Creating environment-based pipelines

The following is an extension to the process layout as defined in Creating pipelines. Its purpose is to reduce the overhead of maintaining multiple pipeline YAML files where only the number of instances per host/environment differ.

Environment

Refer to Environment for setup. Once defined, add the environment key to your pipeline.yaml

pipeline:
  name: envexample
  type: realtime
  environment: KX_REFINERY_ENV

In this instance, we've defined our environment variable as KX_REFINERY_ENV, which has a value of dev. You can utilise this value to parse proc-layout from the dev block as outlined in the examples below.

Process layout

environment defines which proc-layout to parse based an environment variable and determines how the processes within an environment pipeline are physically laid out on the servers available. Servers are "tagged" in the system configuration and these tags are used in this element for layout.

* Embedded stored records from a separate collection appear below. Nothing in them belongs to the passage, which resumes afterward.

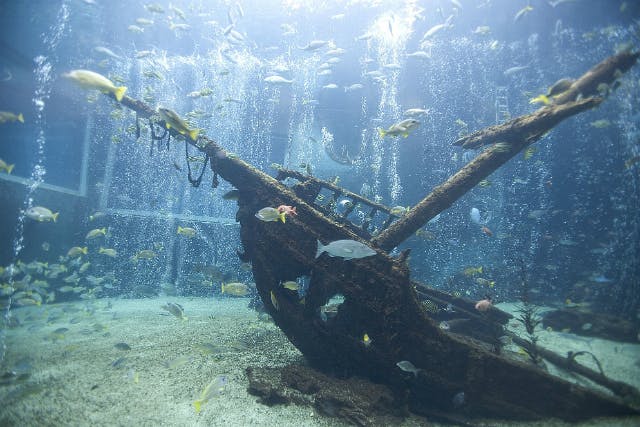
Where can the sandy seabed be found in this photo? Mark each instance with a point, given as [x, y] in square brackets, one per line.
[78, 377]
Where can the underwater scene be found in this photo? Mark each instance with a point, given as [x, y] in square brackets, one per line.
[320, 212]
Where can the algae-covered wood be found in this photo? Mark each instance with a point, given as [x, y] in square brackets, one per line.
[380, 301]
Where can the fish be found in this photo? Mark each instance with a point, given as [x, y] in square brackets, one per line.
[560, 86]
[632, 161]
[41, 214]
[7, 117]
[270, 214]
[353, 87]
[187, 231]
[529, 152]
[347, 249]
[84, 267]
[472, 271]
[173, 120]
[366, 340]
[600, 279]
[154, 8]
[6, 167]
[407, 366]
[400, 129]
[96, 215]
[522, 12]
[484, 304]
[274, 301]
[214, 388]
[474, 214]
[95, 233]
[122, 346]
[87, 79]
[600, 124]
[437, 28]
[237, 289]
[278, 80]
[291, 285]
[108, 252]
[288, 210]
[175, 309]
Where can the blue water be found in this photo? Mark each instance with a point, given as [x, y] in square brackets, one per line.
[569, 214]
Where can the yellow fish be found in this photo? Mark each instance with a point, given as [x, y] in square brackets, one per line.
[76, 251]
[540, 99]
[274, 301]
[366, 340]
[96, 232]
[291, 285]
[529, 152]
[5, 166]
[91, 80]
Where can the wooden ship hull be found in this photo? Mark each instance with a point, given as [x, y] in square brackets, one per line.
[381, 300]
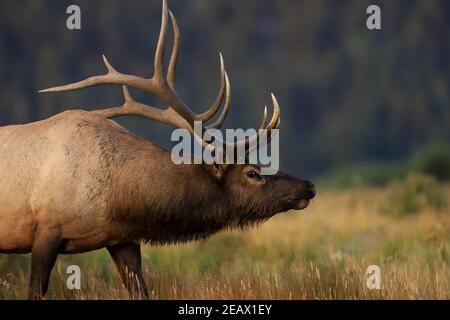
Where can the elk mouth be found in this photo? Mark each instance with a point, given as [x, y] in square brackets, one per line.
[300, 204]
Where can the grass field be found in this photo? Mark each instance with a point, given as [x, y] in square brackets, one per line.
[320, 253]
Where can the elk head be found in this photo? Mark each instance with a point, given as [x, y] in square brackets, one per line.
[252, 196]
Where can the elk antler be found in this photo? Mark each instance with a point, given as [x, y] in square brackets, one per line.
[178, 113]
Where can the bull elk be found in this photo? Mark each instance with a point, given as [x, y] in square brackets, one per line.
[78, 181]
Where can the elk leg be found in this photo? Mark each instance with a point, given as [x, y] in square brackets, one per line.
[128, 262]
[44, 253]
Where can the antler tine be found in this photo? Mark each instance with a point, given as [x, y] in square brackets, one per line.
[158, 75]
[226, 108]
[264, 121]
[219, 99]
[253, 141]
[175, 52]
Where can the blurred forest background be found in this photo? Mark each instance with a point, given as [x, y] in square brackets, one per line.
[358, 106]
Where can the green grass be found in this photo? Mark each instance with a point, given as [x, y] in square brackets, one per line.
[319, 253]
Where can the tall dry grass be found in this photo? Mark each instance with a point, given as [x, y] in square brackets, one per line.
[320, 253]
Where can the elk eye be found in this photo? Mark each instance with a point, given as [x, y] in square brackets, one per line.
[252, 174]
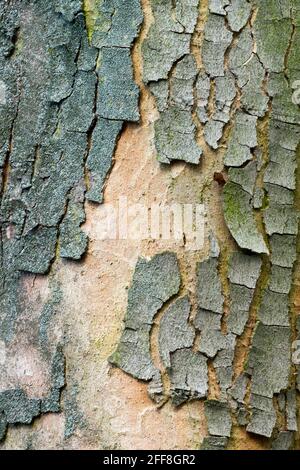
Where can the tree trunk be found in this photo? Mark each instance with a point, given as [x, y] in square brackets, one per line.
[149, 224]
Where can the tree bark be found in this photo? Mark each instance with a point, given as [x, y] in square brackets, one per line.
[149, 171]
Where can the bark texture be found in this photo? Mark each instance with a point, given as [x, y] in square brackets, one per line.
[185, 101]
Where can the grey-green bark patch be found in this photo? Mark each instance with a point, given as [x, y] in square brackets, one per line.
[218, 418]
[154, 282]
[47, 125]
[175, 332]
[188, 375]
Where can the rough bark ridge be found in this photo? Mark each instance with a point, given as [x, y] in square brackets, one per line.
[222, 75]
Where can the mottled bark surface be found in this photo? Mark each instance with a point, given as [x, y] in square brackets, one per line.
[110, 343]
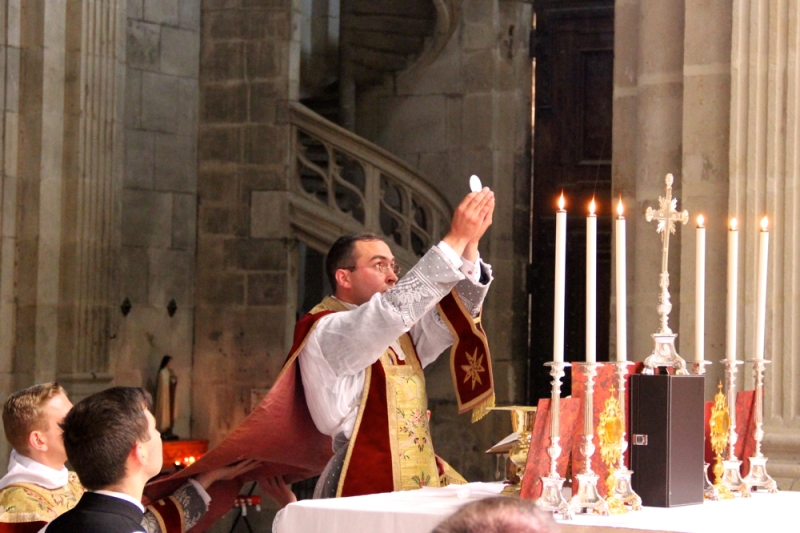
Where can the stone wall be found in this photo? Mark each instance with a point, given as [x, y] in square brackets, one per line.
[468, 112]
[159, 196]
[244, 290]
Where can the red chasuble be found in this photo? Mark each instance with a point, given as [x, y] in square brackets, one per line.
[281, 433]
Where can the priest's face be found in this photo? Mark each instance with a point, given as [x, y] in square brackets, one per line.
[364, 278]
[55, 411]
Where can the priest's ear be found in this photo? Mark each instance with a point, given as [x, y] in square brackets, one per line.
[37, 441]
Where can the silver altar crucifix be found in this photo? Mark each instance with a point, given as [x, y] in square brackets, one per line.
[666, 215]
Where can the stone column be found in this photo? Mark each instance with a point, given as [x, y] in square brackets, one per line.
[704, 183]
[765, 180]
[648, 101]
[10, 51]
[60, 188]
[244, 297]
[93, 90]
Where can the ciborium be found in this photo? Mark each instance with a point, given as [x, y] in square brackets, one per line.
[522, 418]
[719, 429]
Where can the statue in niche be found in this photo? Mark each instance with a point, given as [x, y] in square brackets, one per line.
[164, 411]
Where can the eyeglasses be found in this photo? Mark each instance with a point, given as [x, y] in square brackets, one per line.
[382, 268]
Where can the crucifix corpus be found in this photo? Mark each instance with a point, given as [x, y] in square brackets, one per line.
[664, 353]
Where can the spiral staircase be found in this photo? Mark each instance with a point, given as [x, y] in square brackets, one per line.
[343, 183]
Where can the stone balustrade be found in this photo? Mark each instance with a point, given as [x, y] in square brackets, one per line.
[363, 188]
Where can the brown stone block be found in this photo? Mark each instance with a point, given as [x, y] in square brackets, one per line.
[222, 61]
[266, 289]
[217, 220]
[478, 71]
[279, 26]
[255, 254]
[212, 5]
[259, 179]
[262, 60]
[219, 144]
[263, 101]
[220, 289]
[223, 25]
[224, 103]
[143, 45]
[264, 145]
[217, 185]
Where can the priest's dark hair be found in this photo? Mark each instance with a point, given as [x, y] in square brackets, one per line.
[101, 430]
[341, 254]
[499, 515]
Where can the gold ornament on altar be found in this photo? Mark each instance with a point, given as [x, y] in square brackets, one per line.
[610, 432]
[522, 418]
[719, 426]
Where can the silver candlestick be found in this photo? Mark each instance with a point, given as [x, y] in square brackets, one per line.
[588, 499]
[732, 474]
[552, 499]
[622, 487]
[664, 353]
[758, 478]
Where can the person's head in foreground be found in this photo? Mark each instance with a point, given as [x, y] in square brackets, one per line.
[499, 515]
[111, 439]
[30, 419]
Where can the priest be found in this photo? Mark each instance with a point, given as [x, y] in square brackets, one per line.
[362, 352]
[408, 321]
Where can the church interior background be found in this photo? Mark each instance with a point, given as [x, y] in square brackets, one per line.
[173, 172]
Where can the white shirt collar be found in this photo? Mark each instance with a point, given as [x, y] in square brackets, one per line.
[22, 469]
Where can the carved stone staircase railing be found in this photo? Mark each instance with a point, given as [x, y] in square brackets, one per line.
[342, 183]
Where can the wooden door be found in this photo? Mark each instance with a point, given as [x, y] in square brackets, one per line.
[574, 54]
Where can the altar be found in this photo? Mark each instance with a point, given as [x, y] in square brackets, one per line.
[422, 510]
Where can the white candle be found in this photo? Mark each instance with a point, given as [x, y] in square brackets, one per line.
[733, 287]
[591, 285]
[622, 297]
[700, 292]
[761, 309]
[561, 272]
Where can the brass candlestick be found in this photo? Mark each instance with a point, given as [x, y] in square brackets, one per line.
[552, 499]
[610, 432]
[587, 499]
[719, 426]
[732, 476]
[758, 478]
[522, 418]
[666, 216]
[619, 478]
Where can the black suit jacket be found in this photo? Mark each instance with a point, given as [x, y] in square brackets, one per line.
[98, 513]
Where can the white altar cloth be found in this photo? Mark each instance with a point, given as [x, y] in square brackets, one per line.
[420, 511]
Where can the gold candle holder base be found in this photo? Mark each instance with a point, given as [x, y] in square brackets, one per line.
[620, 492]
[709, 491]
[732, 477]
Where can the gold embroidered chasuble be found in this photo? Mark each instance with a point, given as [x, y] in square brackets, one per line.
[28, 502]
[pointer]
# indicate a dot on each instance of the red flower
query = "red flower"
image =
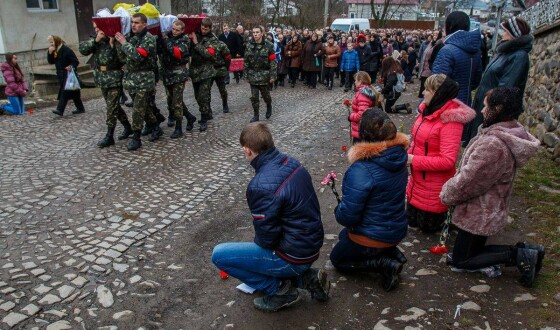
(439, 250)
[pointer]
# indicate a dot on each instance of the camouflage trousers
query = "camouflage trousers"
(175, 103)
(112, 97)
(141, 110)
(265, 92)
(202, 95)
(221, 83)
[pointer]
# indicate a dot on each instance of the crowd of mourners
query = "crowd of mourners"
(394, 182)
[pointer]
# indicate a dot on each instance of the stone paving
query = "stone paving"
(72, 214)
(109, 239)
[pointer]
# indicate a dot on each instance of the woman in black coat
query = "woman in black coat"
(64, 59)
(510, 68)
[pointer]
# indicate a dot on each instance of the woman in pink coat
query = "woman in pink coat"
(16, 89)
(481, 191)
(365, 98)
(436, 139)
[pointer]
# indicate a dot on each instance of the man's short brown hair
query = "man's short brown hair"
(143, 17)
(206, 22)
(257, 137)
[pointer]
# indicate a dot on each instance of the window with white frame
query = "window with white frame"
(42, 4)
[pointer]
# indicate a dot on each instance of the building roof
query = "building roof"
(381, 2)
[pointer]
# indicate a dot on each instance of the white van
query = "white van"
(349, 24)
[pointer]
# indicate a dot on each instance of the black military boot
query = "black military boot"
(178, 132)
(526, 261)
(268, 111)
(170, 120)
(159, 117)
(156, 133)
(127, 131)
(190, 122)
(255, 116)
(135, 142)
(540, 253)
(389, 269)
(108, 140)
(147, 130)
(203, 122)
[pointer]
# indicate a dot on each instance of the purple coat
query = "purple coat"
(15, 84)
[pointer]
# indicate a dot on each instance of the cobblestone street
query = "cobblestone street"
(105, 238)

Each element of the array is an environment object containing an array of objects that defines an instance of the pipeline. Running multiple instances allows for redundancy in the data capture.

The supported keys of the object are:

  • all-environments: Applies defaults to all processes or per *process-type*

Within an environment object, the supported keys are:

  • all: All processes in the pipeline
  • *process-type*: All processes of the specified type in the pipeline.
  • Within a *process-type*, there is additional support to define an array of host/instance pairs. This allows N proc-type instances to be defined per host.
    Notes:

    • All disk-based processes *per pipeline must be on the same host. This is with the exception of systems using NFS storage, in which a custom client library can be used to disable this restriction.
    • host and instances keys must be present when defining as an array block (see example below).
  • *process-type*.*process-instance*: The specified instance of the process type in the pipeline

Example

proc-layout:
  -
    all-environments:
      all: primary-server
    dev:
      rdb:
        -
          host: primary-server
          instances: 2
        -
          host: secondary-server
          instances: 3

In this example, there will be a total of 5 rdb instances, 2 on primary-server and 3 on secondary-server. Refer to Creating pipelines for the standard procLayout templates, all of which are supported within environment key. This example assigns all of the processes to the same cluster-number of 0, e.g. 0.rdb.0 or 1.rdb.0 .

all example

proc-layout:
  -
    all-environments:
      all: primary-server
    dev:
      rdb: secondary-server
    prod:
      rdb:
        -
          host: primary-server
          instances: 2
        -
          host: secondary-server
          instances: 2

In this example, there will be a total of 1 rdb for dev on secondary-server. There will be 5 rdb instances on prod, 2 on primary-server and 2 on secondary-server. Again, this example assigns all of the processes to the same cluster-number of 0.

*process-type* example

proc-layout:
  -
    all-environments:
      all: primary-server
      tp: tp-server
      rdb: rdb-server
      hdb: disk-processes-server
      ipdb: disk-processes-server
      epdb: disk-processes-server
    prod:
      tp: primary-server
      rdb:
        -
          host: primary-server
          instances: 2
        -
          host: secondary-server
          instances: 2

In this example, there will be a total of 4 rdb instances on prod, 2 on primary-server and 2 on secondary-server. Again, this example assigns all of the processes to the same cluster-number of 0.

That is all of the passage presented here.